All other documents submitted by Austin as part of his job application are in "control and possession" of the executive search firm and not subject to release under the California Public Records Act due to the terms of the district contract with the firm, the district stated in response to the Weekly's inquiry.
The Weekly's request was made on May 7, the day it was announced he was the school board's pick for the position. The board is scheduled to approve a three-year contract with Austin at its meeting Tuesday night, May 22.
The material released, which is mostly a fill-in application form, sheds little new light on Austin's background or his leadership style. Responses to the only two open-ended questions were redacted by the district, based on their being exempt under court rulings that allow an agency to protect the confidentiality of its deliberative process, although nothing requires the district to withhold such information.
Austin's application states he received his bachelor's degree from Baker University in "Physical Ed./English" but the accompanying resume states only physical education. When asked to explain the discrepancy, he said he received a California teaching credential in English after moving back to California. His resume states he has credentials in administrative service, physical education and introductory English that expire next August.
Austin also holds a doctorate in education and master of arts from Azusa Pacific University.
Austin's salary history shows he took a pay cut when he moved from being the principal of 2,800-student Laguna Beach High School to assistant superintendent of the 16,000-student Huntington Beach Unified High School District in 2011. His final salary at Laguna Beach was $183,000 in 2011; it was $175,000 five years later when he left Huntington Beach to become superintendent in the Palos Verdes Peninsula Unified School District. He is currently paid $308,752 and will be paid $300,000 plus subsidized housing valued at $25,000 if his appointment is approved by the Palo Alto school board Tuesday night.

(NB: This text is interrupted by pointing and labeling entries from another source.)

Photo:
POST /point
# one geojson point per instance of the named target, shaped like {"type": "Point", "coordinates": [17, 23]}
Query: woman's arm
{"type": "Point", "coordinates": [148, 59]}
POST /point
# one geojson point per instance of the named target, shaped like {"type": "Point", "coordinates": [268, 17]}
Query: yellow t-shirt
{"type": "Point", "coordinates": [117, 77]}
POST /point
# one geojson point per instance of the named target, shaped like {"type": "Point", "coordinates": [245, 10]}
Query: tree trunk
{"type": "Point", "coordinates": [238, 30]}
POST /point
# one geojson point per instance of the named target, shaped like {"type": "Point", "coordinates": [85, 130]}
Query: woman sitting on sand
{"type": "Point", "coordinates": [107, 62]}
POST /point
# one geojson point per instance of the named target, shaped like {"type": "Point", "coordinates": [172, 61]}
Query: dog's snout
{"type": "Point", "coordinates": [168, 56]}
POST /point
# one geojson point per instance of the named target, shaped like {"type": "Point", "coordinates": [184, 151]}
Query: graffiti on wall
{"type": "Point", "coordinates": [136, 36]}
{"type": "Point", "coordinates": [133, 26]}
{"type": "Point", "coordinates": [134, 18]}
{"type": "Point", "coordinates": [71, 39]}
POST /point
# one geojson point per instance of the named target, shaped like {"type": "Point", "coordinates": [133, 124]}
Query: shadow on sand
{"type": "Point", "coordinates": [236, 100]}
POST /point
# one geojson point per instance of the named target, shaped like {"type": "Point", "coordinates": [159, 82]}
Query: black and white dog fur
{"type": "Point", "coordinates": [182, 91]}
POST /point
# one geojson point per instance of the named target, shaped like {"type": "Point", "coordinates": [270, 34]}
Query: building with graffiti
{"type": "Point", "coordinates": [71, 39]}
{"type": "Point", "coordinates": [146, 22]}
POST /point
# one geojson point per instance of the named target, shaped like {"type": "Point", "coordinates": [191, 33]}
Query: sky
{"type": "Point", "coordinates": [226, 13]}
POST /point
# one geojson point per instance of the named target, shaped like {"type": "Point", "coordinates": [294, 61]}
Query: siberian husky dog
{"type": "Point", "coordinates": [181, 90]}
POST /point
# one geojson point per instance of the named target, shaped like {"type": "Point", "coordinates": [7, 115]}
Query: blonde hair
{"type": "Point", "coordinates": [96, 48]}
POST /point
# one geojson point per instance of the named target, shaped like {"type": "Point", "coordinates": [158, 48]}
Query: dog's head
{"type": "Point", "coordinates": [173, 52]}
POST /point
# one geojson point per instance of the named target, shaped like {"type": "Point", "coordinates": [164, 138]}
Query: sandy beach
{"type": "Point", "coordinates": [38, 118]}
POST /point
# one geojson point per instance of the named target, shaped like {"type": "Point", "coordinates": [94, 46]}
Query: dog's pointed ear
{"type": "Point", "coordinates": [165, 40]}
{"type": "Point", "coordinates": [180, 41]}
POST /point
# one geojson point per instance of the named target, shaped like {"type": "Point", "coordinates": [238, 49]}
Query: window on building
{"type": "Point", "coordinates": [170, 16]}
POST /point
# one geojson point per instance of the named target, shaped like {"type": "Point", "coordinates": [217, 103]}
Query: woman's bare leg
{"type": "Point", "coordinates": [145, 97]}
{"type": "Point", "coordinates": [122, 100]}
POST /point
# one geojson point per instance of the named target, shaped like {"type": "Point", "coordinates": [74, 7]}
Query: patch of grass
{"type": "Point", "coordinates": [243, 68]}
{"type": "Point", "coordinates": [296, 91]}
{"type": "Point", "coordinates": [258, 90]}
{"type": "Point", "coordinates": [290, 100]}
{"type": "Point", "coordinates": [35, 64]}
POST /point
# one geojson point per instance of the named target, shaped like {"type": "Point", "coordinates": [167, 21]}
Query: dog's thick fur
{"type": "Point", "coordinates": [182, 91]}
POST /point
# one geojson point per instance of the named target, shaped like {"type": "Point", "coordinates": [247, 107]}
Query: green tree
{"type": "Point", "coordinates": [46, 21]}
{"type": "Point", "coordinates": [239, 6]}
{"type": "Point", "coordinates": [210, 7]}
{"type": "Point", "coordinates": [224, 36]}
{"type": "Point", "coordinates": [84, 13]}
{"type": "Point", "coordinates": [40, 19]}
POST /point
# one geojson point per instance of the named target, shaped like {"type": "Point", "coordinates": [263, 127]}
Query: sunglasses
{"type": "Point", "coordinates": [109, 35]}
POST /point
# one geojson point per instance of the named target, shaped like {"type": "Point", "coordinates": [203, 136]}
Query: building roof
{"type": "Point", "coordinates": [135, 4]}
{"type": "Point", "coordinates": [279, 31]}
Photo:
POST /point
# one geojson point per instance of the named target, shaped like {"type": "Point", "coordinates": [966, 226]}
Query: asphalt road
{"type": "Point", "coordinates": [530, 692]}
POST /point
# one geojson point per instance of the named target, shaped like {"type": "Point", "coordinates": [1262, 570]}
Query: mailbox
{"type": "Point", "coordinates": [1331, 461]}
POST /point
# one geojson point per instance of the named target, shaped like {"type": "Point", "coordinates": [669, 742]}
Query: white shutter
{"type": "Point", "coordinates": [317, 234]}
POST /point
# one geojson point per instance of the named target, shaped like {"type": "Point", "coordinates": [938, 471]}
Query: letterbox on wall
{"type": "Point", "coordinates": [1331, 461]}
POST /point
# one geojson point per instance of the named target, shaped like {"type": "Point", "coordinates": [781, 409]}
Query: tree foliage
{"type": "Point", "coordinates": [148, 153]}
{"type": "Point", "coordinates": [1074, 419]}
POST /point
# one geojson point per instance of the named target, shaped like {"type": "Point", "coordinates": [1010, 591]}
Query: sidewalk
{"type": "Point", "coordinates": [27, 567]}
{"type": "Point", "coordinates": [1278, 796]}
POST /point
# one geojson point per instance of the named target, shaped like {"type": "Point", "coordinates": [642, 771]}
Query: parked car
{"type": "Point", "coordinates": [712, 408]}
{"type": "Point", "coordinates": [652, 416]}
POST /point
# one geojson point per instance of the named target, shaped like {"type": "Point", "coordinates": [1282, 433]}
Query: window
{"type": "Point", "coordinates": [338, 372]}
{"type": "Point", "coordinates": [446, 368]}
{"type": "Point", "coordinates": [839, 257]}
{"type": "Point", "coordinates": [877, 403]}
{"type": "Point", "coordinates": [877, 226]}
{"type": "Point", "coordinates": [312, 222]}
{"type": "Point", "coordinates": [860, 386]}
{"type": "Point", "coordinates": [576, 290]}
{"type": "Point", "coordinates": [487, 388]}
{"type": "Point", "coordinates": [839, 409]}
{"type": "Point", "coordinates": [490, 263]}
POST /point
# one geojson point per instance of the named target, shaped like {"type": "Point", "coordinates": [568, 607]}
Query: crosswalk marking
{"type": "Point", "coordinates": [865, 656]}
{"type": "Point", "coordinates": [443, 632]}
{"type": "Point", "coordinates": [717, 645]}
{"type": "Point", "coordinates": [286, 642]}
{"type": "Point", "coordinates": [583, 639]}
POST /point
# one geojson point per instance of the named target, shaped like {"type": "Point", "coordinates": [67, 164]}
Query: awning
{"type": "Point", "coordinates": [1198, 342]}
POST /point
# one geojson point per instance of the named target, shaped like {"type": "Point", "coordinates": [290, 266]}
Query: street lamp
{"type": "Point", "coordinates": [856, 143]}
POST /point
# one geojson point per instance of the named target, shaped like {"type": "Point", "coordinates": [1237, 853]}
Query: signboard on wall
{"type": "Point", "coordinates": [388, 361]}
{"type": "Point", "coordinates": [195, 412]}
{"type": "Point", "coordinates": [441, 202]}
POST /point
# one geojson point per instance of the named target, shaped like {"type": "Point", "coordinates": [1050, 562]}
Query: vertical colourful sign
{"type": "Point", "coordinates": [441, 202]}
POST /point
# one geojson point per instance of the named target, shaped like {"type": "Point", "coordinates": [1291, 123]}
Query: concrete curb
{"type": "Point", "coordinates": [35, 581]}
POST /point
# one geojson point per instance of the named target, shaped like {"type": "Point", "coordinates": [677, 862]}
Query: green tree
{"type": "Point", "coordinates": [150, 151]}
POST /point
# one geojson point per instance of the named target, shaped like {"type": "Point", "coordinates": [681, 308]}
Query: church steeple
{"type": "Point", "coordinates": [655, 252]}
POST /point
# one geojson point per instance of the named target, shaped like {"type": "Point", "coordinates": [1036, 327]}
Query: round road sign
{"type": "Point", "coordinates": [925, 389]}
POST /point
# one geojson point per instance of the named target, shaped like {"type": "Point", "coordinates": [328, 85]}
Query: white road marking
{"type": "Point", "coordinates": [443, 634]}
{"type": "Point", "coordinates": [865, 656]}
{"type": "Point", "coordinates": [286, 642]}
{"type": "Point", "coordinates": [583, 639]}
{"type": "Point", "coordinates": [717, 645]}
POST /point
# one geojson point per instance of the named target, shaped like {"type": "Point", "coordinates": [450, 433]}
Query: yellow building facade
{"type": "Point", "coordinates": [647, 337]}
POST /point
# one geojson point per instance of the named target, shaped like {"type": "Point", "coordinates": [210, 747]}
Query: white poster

Austin's reputation in Palos Verdes appears to be mixed, with members of his cabinet speaking highly of his reputation as a visible leader and mentor but others, including sitting board members, refusing to speak on the record until after his contract is approved in Palo Alto.
In a email sent to the Palo Alto school board on Tuesday, the Palos Verdes board president, Anthony Collatos, said that their decision not to comment until after Tuesday's vote shouldn't be interpreted as anything "other than being respectful of your process."
"Our board has been supportive of Dr. Austin through this process and tried to be extremely respectful of your timeline and space," Collatos wrote.
He reiterated his support for Austin, previously expressed in a recommendation letter.
"I think Dr. Austin will bring strong leadership to your District and will continue to focus on leadership development, improving mental health and awareness, and sustaining academic excellence," Callatos wrote.
A former Palos Verdes Peninsula Unified employee who spoke on the condition of anonymity, however, said that members of the school community are reluctant to criticize Austin publicly. The employee described a culture of "intimidation" in the district.
"I feel very bad for your city that you are getting him, but I don't want the board members in Palo Alto to change their mind because I don't want anyone in the PVSD suffering anymore with him at the helm," the employee said.
Several anonymous posters on Town Square, Palo Alto Online's comment forum, claim to be Palos Verdes parents or district employees and have described allegations of mistreatment by Austin.
"We want Don Austin out of PV and his days are numbered regardless. But in good conscience we cannot say nothing and allow him to hurt more children and schools in Palo Alto," one poster wrote, alleging that top administrators and counselors resigned in part due to Austin.